It seems to me that the best kept (or not so best kept) secret of life is to be confident. Whether it’s during a job interview, learning to ski, trying to get a date, and even in artistic endeavors, it all seems to boil down to confidence. And not necessarily honest confidence; it seems that even faux confidence put on as an act will work just as well.
But how do you balance even faux confidence and humility? Arrogance is off-putting; meek to self-consciousness is self defeating. It seems that finding that right balance and maintaining it is one of the hardest challenges a person can face. But then, it’s those who seem to care the least about confidence who come across as the proof of its success. The less you worry about it, the more confident and content you become.

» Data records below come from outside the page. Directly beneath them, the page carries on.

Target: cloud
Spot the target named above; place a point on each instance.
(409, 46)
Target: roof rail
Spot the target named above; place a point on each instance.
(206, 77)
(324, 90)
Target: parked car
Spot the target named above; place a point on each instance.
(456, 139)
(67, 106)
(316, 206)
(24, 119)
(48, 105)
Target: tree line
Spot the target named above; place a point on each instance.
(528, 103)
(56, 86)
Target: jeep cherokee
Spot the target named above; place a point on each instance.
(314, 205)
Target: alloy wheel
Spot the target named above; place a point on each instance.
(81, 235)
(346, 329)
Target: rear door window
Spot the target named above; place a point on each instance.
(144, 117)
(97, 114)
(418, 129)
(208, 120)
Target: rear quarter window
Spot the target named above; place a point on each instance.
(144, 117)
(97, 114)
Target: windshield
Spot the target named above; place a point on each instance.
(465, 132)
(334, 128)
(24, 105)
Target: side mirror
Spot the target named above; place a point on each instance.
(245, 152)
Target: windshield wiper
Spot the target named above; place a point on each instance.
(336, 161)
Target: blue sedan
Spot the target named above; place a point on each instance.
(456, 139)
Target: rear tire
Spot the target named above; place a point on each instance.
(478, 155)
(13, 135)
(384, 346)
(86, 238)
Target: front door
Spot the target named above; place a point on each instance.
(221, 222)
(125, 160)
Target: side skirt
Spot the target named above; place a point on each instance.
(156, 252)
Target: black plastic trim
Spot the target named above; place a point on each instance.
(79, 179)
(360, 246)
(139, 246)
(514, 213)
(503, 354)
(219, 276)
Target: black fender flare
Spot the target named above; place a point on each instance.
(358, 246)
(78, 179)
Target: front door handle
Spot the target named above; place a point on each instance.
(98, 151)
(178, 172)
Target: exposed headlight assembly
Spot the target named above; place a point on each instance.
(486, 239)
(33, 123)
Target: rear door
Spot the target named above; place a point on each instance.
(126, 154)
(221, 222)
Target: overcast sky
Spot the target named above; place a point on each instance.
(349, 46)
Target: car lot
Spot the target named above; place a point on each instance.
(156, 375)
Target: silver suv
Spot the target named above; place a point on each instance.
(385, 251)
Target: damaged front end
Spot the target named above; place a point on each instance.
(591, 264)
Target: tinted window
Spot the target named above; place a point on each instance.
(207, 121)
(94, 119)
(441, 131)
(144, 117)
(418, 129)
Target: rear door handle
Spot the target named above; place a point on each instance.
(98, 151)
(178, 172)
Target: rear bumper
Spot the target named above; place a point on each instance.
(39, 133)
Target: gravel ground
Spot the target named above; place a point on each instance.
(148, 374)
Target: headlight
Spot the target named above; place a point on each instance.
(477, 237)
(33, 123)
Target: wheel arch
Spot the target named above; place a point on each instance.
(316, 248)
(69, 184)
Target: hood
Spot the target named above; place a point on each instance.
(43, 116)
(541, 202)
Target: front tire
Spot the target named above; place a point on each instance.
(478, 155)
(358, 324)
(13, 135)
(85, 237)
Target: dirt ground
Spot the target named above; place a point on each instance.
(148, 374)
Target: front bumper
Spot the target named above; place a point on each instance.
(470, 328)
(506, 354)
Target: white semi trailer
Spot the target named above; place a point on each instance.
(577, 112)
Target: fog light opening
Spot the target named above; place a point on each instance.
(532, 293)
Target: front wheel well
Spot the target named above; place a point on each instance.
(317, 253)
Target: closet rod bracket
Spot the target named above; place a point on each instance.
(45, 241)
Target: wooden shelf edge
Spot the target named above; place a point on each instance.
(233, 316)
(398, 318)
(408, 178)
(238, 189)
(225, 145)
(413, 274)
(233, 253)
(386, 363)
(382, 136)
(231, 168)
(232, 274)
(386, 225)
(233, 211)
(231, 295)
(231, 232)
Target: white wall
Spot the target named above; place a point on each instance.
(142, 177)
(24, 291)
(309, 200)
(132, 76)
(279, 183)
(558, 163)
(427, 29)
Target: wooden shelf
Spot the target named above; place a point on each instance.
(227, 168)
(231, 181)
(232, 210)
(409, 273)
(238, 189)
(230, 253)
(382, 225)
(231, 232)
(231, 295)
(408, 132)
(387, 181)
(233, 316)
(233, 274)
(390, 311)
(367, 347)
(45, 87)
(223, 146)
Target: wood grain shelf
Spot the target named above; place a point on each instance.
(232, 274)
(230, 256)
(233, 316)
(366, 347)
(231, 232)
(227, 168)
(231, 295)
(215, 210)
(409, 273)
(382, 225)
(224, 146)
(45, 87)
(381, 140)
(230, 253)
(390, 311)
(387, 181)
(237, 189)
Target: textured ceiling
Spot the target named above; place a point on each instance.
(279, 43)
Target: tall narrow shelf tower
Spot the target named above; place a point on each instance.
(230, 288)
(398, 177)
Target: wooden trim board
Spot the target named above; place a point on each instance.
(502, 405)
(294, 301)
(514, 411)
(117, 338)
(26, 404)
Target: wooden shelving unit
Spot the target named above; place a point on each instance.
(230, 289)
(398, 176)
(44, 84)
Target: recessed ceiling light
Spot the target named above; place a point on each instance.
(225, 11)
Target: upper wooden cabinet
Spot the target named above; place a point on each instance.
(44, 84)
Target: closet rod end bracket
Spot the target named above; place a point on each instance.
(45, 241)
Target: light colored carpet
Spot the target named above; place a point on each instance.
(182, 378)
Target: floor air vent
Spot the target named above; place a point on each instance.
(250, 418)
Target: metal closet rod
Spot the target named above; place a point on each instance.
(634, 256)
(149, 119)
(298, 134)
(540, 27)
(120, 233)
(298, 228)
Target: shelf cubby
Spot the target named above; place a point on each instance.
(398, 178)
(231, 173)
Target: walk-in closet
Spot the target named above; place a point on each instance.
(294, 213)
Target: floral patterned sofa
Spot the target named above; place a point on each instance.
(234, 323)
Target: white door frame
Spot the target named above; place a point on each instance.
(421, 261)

For me, the idea of confidence plays most strongly in the fiction writing field. I finished reading SELF-EDITING FOR FICTION WRITERS by Renni Browne and Dave King* a little while ago, and it struck me that so many of the common errors writers make seem to stem from self-consciousness. Whether it’s over-describing characters (she was exactly five feet, two and a quarter inches tall, with blond-red streaked hair falling in one stiff sweep of right-tilting bangs from her left eyebrow down to the lower right of her heart-shaped face) because the author feels the need to control what the reader sees and fears they won’t see a given character the same way, or telling when you should be showing, or using too many words, or relying too heavily on adverbs (I added wearily, knowing that the adverb thing has been beaten to an unjust and early grave), or explaining huge passages of back story via dialogue between two characters who already know everything… I could go on. The point is, writing seems to either succeed or fail due to the author’s confidence. Editing is for taking the self-consciousness out of the rough draft, and making the next seem more confident and more professional.
Likewise, my experience reading short fiction submissions for Apex has shown that over-confidence can be just as detrimental. Over-confidence seems to lead to verbosity (everything I say is vitally important, and you should sludge through it all), an affected and overly dramatic writing style, under-description (you should know what’s in my head), and condescension toward the reader. Also, not promising.

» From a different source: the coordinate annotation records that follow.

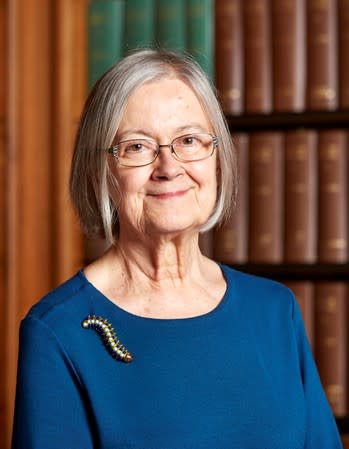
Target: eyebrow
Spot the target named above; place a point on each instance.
(142, 132)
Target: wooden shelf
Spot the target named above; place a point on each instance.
(314, 272)
(288, 120)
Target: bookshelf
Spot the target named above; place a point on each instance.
(289, 120)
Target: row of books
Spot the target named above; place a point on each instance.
(116, 27)
(326, 315)
(265, 55)
(281, 55)
(292, 204)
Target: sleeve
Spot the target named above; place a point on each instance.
(321, 428)
(49, 407)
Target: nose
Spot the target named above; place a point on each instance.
(166, 166)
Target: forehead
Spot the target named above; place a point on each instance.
(167, 101)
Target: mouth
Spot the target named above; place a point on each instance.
(169, 195)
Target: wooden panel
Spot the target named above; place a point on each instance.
(29, 267)
(3, 55)
(69, 93)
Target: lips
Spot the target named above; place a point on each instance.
(169, 195)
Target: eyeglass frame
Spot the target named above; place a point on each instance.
(114, 149)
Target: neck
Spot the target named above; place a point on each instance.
(159, 260)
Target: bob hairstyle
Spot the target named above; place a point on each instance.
(94, 190)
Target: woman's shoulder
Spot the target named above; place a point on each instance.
(257, 288)
(62, 300)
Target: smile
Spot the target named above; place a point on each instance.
(169, 195)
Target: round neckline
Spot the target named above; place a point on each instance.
(129, 315)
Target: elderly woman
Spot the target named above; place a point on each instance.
(155, 346)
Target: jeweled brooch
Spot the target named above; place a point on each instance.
(109, 337)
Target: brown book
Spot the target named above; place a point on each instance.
(322, 69)
(331, 342)
(300, 196)
(343, 60)
(229, 55)
(333, 196)
(288, 55)
(345, 440)
(257, 56)
(266, 167)
(230, 239)
(304, 294)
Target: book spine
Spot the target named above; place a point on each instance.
(266, 180)
(229, 55)
(230, 239)
(343, 45)
(301, 196)
(304, 294)
(200, 33)
(333, 196)
(331, 342)
(171, 25)
(288, 55)
(322, 69)
(257, 56)
(139, 24)
(105, 36)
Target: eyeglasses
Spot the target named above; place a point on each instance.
(187, 148)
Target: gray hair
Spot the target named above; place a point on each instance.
(92, 185)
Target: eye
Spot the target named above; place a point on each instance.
(135, 148)
(189, 140)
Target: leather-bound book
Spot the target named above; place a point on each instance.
(266, 181)
(257, 56)
(171, 25)
(105, 32)
(343, 60)
(230, 239)
(304, 294)
(229, 63)
(345, 440)
(288, 55)
(331, 342)
(139, 24)
(333, 196)
(200, 29)
(322, 68)
(301, 196)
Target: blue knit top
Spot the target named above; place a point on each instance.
(239, 377)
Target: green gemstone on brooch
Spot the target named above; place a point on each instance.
(109, 337)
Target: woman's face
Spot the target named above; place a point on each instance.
(167, 196)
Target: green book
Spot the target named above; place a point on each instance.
(200, 33)
(171, 25)
(139, 24)
(105, 36)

It seems to me that the stories which get accepted and do well are stories which have that undeniable confidence. They’re telling you a story, and while you may not necessarily love the story they have to tell, it’s hard to argue that these tales feel professional.
What interests me the most is that the stories I love, the stories I read in the slush pile and go “OH YEAH! WE GOT A WINNER!” ooze that authorial confidence. I feel like the author knows what they’re doing. It helps if the manuscript is obviously edited and formatted properly, but the charisma of confidence comes through on top of that. I sort of wonder if it doesn’t have to do with the selection of the authorial voice.
Authorial voice makes all the difference between banging your head into a wall trying to get a single page out or writing a few paragraphs at the drop of a hat with ease and relative pleasure. The right voice tells the story itself without needing to be forced, and the right voice can make an amateur idea blossom into a very professional-reading tale (even if the idea is still a little weak). A good voice breathes confidence and clarity.
And I think this is what I find missing so often in stories we’ve passed on at Apex: a nervous author writes in an unsteady or weak voice. They’re hesitant, second-guessing. A manuscript that reads like a pro wrote it (I say “like a pro wrote it” because very often it isn’t a pro at all, though someday the author might be) are the ones with a definitive voice. They know the story, they’re just relating it to you as best they can. But it feels real.
Now if only I could find that confidence myself so that it will carry through in my own writing! ^_^
*SELF EDITING FOR FICTION WRITERS–A Note: I highly recommend this book. I’m a bit mule-headed when it comes to being told how to do anything, so I usually avoid most how-to-write books if only to keep myself from putting up walls against potentially helpful suggestions (though I usually have to reinvent the wheel just to learn the importance of such advice). However, this one works for me. First, it’s not about “how to write”, it’s about “how to edit”. It approaches drafting in a completely different and–for me–compelling way. Its explanations are clear and logical, and while I never agree with absolutely everything a how-to book suggests, I found their sections on “show don’t tell” and adverbs very, very useful, if only because they don’t outright vilify any one technique (they never say “never do this”).